Real-time quantitative RT-PCR
Approximate 10-20 wandering L3 larvae were collected and RNA was extracted by TransZol Up (TransGen Biotech, cat#ET111-01). DNase I (TransGen Biotech, cat#GD201-01) was used to digest genomic DNA. cDNA was synthesized with iScript Reverse Transcription kit (Bio-Rad, cat#1708890) and iTaq™ Universal SYBR Green Supermix (Bio-Rad, cat#1725120) was used for quantitative PCR. Analysis was performed in a CFX96™ Real-Time PCR Detection System (Bio-Rad). rp49 was used as a reference gene68,69. All PCR reactions were performed in biological triplicate. Primers used were:
rp49-For: 5’-GGCCCAAGATCGTGAAGAAG-3’;
rp49-Rev: 5’-ATTTGTGCGACAGCTTAGCATATC-3’;
upf1-For: 5’-ACTTCCGGTTCGCACATCAT-3’;
upf1-Rev: 5’-CTTCCACTGTTCCTGGTCCC-3’;
upf3-For: 5’-ATGCTCCCTTCCAGTGCTTC-3’;
upf3-Rev: 5’-CCGCTTGATGAACTCCTGGT-3’;
smg5-For: 5’-GCTTTTTGACTGGCTGCGAA-3’;
smg5-Rev: 5’-ACCAGAGAATCACGCACGTT-3’;
nluc-For: 5’-GATCATCCCCTACGAGGGCT-3’;
nluc-Rev: 5’-GTCGATCATGTTGGGGGTCA-3’;
rab6-3’UTR-For: 5’-ATCCAACCATCCTCTCCCCC-3’;
rab6-3’UTR-Rev: 5’-GCAGATCCGGCCAGTACATA-3’;
rps20-3’UTR-For: 5’-ATCATCGACTTGCACTCGCC-3’;
rps20-3’UTR-Rev: 5’-GCACGCCAAACTTTTCGAGG-3’.
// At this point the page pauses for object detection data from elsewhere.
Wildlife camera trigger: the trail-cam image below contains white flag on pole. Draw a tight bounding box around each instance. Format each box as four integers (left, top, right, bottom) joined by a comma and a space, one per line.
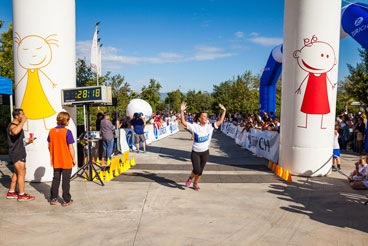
97, 44, 102, 76
90, 22, 100, 73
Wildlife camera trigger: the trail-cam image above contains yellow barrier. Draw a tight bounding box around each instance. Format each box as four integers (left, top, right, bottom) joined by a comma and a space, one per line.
268, 160, 293, 183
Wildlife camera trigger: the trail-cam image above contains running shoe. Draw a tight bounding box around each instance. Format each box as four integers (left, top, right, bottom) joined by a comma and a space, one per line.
6, 191, 18, 199
50, 198, 57, 205
185, 177, 193, 187
18, 193, 35, 202
61, 200, 73, 207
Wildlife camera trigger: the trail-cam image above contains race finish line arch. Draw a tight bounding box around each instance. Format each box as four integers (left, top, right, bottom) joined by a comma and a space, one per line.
13, 0, 350, 181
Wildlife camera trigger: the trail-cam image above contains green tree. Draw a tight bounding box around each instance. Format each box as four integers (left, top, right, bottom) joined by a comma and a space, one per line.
212, 71, 260, 114
165, 89, 185, 112
0, 20, 14, 154
185, 90, 213, 113
0, 21, 14, 81
102, 72, 138, 115
140, 79, 162, 112
344, 49, 368, 105
75, 58, 96, 86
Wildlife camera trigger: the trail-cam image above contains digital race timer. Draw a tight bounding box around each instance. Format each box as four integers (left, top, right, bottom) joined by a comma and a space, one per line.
61, 86, 112, 105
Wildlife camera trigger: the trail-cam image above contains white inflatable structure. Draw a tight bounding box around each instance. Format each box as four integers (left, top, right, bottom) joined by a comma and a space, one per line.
279, 0, 341, 176
13, 0, 77, 181
126, 99, 152, 120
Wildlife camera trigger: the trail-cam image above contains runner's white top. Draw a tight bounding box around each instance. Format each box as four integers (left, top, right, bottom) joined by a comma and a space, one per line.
187, 122, 218, 152
334, 133, 340, 149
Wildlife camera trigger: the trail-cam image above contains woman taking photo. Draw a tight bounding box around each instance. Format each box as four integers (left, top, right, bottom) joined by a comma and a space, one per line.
181, 102, 226, 190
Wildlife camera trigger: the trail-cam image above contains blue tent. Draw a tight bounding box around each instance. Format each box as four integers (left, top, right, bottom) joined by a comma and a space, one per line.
0, 76, 13, 95
0, 76, 13, 120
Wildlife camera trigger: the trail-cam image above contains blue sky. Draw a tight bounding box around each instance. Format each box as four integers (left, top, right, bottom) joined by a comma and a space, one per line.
0, 0, 368, 92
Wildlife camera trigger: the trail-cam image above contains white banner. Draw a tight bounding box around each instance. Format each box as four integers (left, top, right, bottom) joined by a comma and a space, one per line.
120, 121, 179, 152
221, 123, 280, 163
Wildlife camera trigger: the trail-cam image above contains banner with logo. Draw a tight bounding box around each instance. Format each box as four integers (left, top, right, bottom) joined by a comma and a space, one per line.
221, 123, 280, 163
120, 121, 179, 151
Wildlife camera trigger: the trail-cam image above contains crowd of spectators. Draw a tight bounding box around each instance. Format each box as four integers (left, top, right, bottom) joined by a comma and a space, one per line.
217, 112, 280, 132
336, 112, 366, 154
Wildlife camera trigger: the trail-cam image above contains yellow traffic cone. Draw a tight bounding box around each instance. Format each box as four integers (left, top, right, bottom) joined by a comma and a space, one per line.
109, 169, 114, 180
104, 171, 111, 181
92, 170, 96, 181
84, 170, 88, 180
98, 171, 104, 181
268, 160, 273, 169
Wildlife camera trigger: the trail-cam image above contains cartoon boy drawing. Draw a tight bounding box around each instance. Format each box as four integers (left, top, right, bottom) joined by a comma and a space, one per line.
14, 33, 59, 130
293, 35, 337, 129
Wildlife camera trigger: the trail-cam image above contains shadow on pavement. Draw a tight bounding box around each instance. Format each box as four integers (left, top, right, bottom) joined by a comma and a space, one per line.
29, 167, 54, 201
268, 177, 368, 232
113, 172, 184, 190
0, 171, 11, 190
148, 131, 268, 168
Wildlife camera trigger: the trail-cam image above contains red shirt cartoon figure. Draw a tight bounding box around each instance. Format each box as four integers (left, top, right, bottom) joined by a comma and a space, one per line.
293, 36, 337, 129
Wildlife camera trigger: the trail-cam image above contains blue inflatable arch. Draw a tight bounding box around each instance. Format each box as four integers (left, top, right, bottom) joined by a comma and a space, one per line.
259, 3, 368, 117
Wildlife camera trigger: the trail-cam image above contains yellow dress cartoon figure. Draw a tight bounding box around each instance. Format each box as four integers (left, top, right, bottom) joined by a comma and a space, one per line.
14, 33, 59, 130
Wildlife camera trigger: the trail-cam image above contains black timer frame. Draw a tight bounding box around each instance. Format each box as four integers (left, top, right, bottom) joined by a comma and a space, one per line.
71, 103, 106, 186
Quantitation and Statistical Analysis
Most of experiments were performed at least three times on separate days (that is, independent experiments). Statistical analysis and graphic representation were performed with Graphpad Prism software. Two-tailed non-parametric Mann-Whitney tests were used in Fig S2A (data did not pass normality tests), otherwise means between two sample sets were compared by unpaired, two-directional Student’s t-tests in the rest of comparisons. *P < 0.05, **P < 0.01, ***P < 0.001, ****P < 0.0001 were considered statistically significant results.
Funding
This work was supported in part by start-up funds from Tsinghua University to BJ; and a grant from the National Science Foundation of China [31771600] to JCPP. BJ is an Investigator of the Wellcome Trust [207487/B/17/Z]. The funders had no role in study design, data collection and analysis, decision to publish, or preparation of the manuscript.
Author Contributions
BJ conceived the project. YNC and BJ designed research. YNC performed the vast majority of experiments with assistance from THS and ZB. JQN provided the platform for generation of fly lines. JCPP and BJ supervised research. YNC and BJ wrote the manuscript with input from JCPP and other authors.
Acknowledgements
We thank Dr.Yi Zhong (elav-Gal4 and repo-Gal4) for kindly sharing fly strains; Lance Encell, Paul Otto and Thomas Machleidt from Promega for generously providing the anti-Nluc antibody and the protocol for the NanoLuc luciferase In-Gel Detection Assay; and the Tsinghua Fly Center for constructing transgenic in vivo readthrough reporter fly lines.